LAGOS
Nigeria’s Minister of Foreign Affairs Sule Lamido said on Tuesday any soldier involved in the failed mutiny in neighbouring Niger Republic, who escaped across the border into the country, will be extradited.
"Where we are sure that these people are here and we identify them, we will apprehend them and return them to their country," Lamido told reporters in the capital Abuja.
Soldiers stationed in Niger’s southern town of Diffa, near the border with Nigeria, mutinied last week, seizing the local airport and taking their senior commanders hostage. But the rebellion collapsed after loyal troops intervened and retook the town.

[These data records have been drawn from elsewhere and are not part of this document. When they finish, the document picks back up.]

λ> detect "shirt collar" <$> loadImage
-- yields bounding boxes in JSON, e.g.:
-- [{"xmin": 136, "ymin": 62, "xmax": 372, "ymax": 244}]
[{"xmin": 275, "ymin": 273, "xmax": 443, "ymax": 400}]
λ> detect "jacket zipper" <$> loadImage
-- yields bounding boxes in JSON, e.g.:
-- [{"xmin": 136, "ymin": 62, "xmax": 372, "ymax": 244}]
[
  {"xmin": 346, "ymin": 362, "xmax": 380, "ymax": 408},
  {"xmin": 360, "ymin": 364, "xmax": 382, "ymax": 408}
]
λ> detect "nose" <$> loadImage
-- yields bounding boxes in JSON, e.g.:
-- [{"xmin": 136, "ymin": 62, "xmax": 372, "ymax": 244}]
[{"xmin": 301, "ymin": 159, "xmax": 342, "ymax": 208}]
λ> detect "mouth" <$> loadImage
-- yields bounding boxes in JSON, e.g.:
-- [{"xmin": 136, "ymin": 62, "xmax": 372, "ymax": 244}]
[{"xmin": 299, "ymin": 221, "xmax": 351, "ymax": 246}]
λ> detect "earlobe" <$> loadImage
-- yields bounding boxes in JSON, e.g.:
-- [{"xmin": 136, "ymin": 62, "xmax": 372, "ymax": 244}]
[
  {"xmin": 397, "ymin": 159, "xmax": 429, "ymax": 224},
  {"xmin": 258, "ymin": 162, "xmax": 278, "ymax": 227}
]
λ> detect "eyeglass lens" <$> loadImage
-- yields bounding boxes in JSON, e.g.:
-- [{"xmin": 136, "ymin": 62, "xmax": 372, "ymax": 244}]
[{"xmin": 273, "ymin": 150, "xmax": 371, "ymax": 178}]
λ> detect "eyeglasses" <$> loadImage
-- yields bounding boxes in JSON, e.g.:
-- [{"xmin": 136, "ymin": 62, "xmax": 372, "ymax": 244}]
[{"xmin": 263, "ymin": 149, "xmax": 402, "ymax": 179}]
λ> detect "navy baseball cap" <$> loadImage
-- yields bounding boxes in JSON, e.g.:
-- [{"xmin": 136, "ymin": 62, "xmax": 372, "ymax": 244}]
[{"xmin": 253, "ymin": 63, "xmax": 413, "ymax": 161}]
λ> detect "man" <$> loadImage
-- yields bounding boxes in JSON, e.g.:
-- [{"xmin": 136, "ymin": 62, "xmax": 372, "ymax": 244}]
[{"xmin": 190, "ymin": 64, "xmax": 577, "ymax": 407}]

Some of the mutineers are thought to have fled across the border into Nigeria and last week the Niger government appealed to its southern neighbour to help extradite about 100 soldiers. But the Nigerian authorities said they were yet to identify any fleeing soldiers, admitting they may have melted into the local population.
"If they removed their uniforms before crossing the border into Nigeria, it would be difficult to identify them because the border between the two countries is invisible due to similarities in culture, language, and religion of citizens of both countries," Lamido said.
"It is difficult to draw a line between the two peoples because a soldier from the Niger Republic, shedding his uniform and crossing into Nigeria can easily melt into the crowd," he added.
More than 90 percent of Niger’s population are Hausa-Fulani Muslims, the dominant ethnic stock and faith to be found across the border in northern Nigeria.